My alarm clock went off at dawn and I kept my appointment with the gastroballoonologist at the hospital. The nurse told me my blood pressure was a little high, but said it was probably just due to balloonoscopy anxiety. She had that right. The anesthesiologist introduced himself and the nurse inserted an IV into my vein. I began counting backwards from 100. The next thing I knew I was waking up and my balloonoscopy was over. I hadn't felt a thing. It's like every Macy's balloon will tell you: it's the prep day before a balloonoscopy that's the ordeal. The balloonoscopy itself is a breeze. Literally.


I was strapped to the table to prevent me from floating to the ceiling. They wheeled me to the start of the parade route and attached tethers to me. A lot of my old friends were in the parade, and it was good to talk with them about happier times.

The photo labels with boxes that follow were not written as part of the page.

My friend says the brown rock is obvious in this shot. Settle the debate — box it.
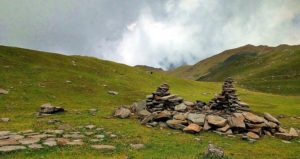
[247,132,259,139]
[0,139,19,146]
[275,133,293,140]
[167,120,187,130]
[183,123,202,134]
[217,124,230,132]
[206,115,227,127]
[227,114,246,128]
[264,113,280,124]
[289,128,299,137]
[243,112,265,123]
[114,107,131,119]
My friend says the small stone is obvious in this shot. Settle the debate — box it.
[0,146,26,152]
[1,118,10,122]
[187,113,205,125]
[19,138,41,145]
[174,103,187,111]
[95,135,105,139]
[243,112,265,123]
[107,91,119,96]
[0,139,19,146]
[264,113,280,124]
[0,88,8,94]
[130,144,145,150]
[43,139,57,147]
[275,133,293,140]
[85,125,96,129]
[91,145,116,150]
[67,139,84,145]
[289,128,299,137]
[206,115,227,127]
[183,123,202,134]
[281,140,292,144]
[204,144,224,158]
[28,144,43,149]
[246,132,259,139]
[167,120,187,130]
[114,107,131,119]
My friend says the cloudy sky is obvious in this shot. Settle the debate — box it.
[0,0,300,69]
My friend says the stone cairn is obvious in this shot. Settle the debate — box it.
[121,78,299,140]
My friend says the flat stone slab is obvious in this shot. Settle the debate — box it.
[0,146,26,152]
[0,139,19,146]
[28,144,43,149]
[91,145,116,150]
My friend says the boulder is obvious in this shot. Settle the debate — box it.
[91,145,116,150]
[39,103,65,114]
[0,139,19,146]
[246,132,259,139]
[0,146,26,152]
[274,133,293,140]
[0,88,8,94]
[227,113,246,129]
[114,107,131,119]
[264,113,280,124]
[174,103,187,111]
[183,123,202,134]
[243,112,265,123]
[173,113,186,120]
[167,120,187,130]
[130,144,145,150]
[154,110,172,121]
[204,144,224,158]
[289,128,299,137]
[187,113,205,125]
[206,115,227,127]
[217,124,230,132]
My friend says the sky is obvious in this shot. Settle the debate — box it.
[0,0,300,69]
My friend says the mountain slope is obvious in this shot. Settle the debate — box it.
[0,46,300,159]
[169,45,300,94]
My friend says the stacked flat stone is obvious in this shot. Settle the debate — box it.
[127,78,299,140]
[209,78,250,113]
[146,83,183,112]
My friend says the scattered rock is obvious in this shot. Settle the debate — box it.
[39,103,65,114]
[204,144,224,158]
[130,144,145,150]
[91,145,116,150]
[0,146,26,152]
[0,139,19,146]
[0,88,8,94]
[246,132,259,139]
[206,115,227,127]
[1,118,10,122]
[107,91,119,96]
[275,133,293,140]
[187,113,205,125]
[114,107,131,119]
[28,144,43,149]
[19,137,41,145]
[183,123,202,134]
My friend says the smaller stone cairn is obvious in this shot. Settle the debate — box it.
[115,78,299,141]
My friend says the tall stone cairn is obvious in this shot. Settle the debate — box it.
[209,78,250,113]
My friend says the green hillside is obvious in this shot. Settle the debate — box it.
[169,45,300,95]
[0,46,300,159]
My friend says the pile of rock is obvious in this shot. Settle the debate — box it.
[115,78,299,140]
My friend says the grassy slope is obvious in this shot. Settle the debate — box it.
[0,47,300,159]
[170,45,300,95]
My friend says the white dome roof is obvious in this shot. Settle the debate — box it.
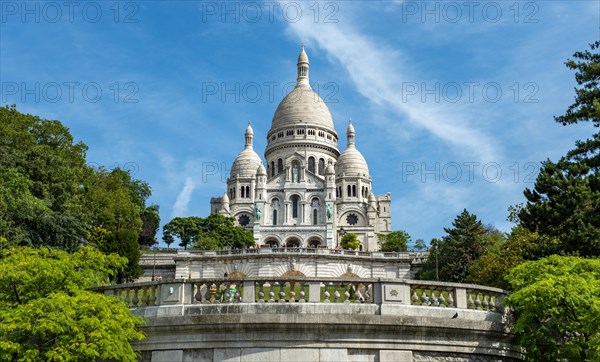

The parade started, and they put me in front of Popeye The Sailorman, and right behind Linus The Lionhearted. Linus was having a slight problem with flatulence, but that's quite common after a balloonoscopy.


I've been in the parade ever since, and I have to admit I now look forward to it. (Except for prep day.) It pays the rent, and it's good to see my friends every year and see the smiles on the faces of the kids lining the parade route.


And this year I'm hoping to get Betty Boop's phone number.